Testing atlantisom: true biomass output from Atlantis

Introduction

This page documents initial testing of the atlantisom package in development at https://github.com/r4atlantis/atlantisom using three different Atlantis output datasets. Development of atlantisom began at the 2015 Atlantis Summit in Honolulu, Hawaii, USA.

The purpose of atlantisom is to use existing Atlantis model output to generate input datasets for a variety of models, so that the performance of these models can be evaluated against known (simulated) ecosystem dynamics. Atlantis models can be run using different climate forcing, fishing, and other scenarios. Users of atlantisom will be able to specify fishery independent and fishery dependent sampling in space and time, as well as species-specific catchability, selectivty, and other observation processes for any Atlantis scenario. Internally consistent multispecies and ecosystem datasets with known observation error characteristics will be the atlantisom outputs, for use in individual model performance testing, comparing performance of alternative models, and performance testing of model ensembles against “true” Atlantis outputs.
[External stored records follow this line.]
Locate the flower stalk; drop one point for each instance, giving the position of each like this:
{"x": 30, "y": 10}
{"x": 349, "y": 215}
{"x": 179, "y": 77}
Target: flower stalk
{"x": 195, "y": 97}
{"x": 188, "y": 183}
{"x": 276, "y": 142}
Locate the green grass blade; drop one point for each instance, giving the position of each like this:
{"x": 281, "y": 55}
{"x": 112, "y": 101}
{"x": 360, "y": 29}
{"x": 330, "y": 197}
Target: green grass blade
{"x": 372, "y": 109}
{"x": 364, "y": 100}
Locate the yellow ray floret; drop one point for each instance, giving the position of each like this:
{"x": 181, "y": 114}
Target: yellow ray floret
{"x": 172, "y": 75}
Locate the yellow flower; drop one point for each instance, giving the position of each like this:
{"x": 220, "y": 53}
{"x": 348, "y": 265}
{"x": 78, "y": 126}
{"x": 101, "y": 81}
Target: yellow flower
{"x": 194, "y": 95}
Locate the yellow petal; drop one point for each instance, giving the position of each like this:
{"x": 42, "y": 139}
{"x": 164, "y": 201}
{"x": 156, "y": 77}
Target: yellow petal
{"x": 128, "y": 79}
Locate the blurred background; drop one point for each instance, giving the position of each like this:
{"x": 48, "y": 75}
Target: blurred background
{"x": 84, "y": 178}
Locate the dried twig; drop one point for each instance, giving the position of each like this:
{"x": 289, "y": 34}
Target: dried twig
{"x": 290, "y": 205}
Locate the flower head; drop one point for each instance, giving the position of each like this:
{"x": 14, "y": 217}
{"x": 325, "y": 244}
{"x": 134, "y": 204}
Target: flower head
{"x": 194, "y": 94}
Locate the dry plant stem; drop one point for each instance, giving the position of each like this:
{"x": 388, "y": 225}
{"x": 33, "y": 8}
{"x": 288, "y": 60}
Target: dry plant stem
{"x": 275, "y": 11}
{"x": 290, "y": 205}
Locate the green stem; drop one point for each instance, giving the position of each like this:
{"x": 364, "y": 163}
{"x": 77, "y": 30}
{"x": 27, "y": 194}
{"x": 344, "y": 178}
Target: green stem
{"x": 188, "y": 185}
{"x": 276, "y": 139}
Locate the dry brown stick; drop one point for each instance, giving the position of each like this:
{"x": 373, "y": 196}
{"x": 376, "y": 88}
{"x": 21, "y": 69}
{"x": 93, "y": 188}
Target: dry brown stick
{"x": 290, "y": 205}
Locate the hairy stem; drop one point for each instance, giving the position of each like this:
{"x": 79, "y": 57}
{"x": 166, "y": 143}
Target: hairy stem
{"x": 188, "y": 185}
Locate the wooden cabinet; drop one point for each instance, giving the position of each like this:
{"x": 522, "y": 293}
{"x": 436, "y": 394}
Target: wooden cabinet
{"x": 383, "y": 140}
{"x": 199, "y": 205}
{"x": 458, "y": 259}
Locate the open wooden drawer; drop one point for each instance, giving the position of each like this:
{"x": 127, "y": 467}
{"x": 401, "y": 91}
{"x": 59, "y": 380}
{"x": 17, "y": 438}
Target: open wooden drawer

Initial testing was conducted by S. Gaichas using R scripts in the R folder of this repository that are titled “PoseidonTest_[whatwastested].R”. Initial tests are expanded and documented in more detail in these pages. C. Stawitz improved and streamlined the setup and intialization sections.

Setup

First, you will want to set up libraries and install atlantisom if you haven’t already. This document is written in in R Markdown (Allaire et al. 2019), and we use several packages to produce the outputs (Wickham and Henry 2019; Wickham et al. 2019; Wickham et al. 2018; Müller 2017; Pedersen 2019; Arnold 2019).

library(tidyr)
require(dplyr)
library(ggplot2)
library(data.table)
library(here)
library(ggforce)
library(ggthemes)

If you want to load the local of the atlantisom R package, use devtools. The R package here is helpful for installing from your local atlantisom directory, as it avoids hardcoding the specific location. The code below is not running from our local atlantisom directory and is not evaluated:

require(devtools)
package.dir <- here()
devtools::load_all(package.dir)

Or you can install directly from the Github repository.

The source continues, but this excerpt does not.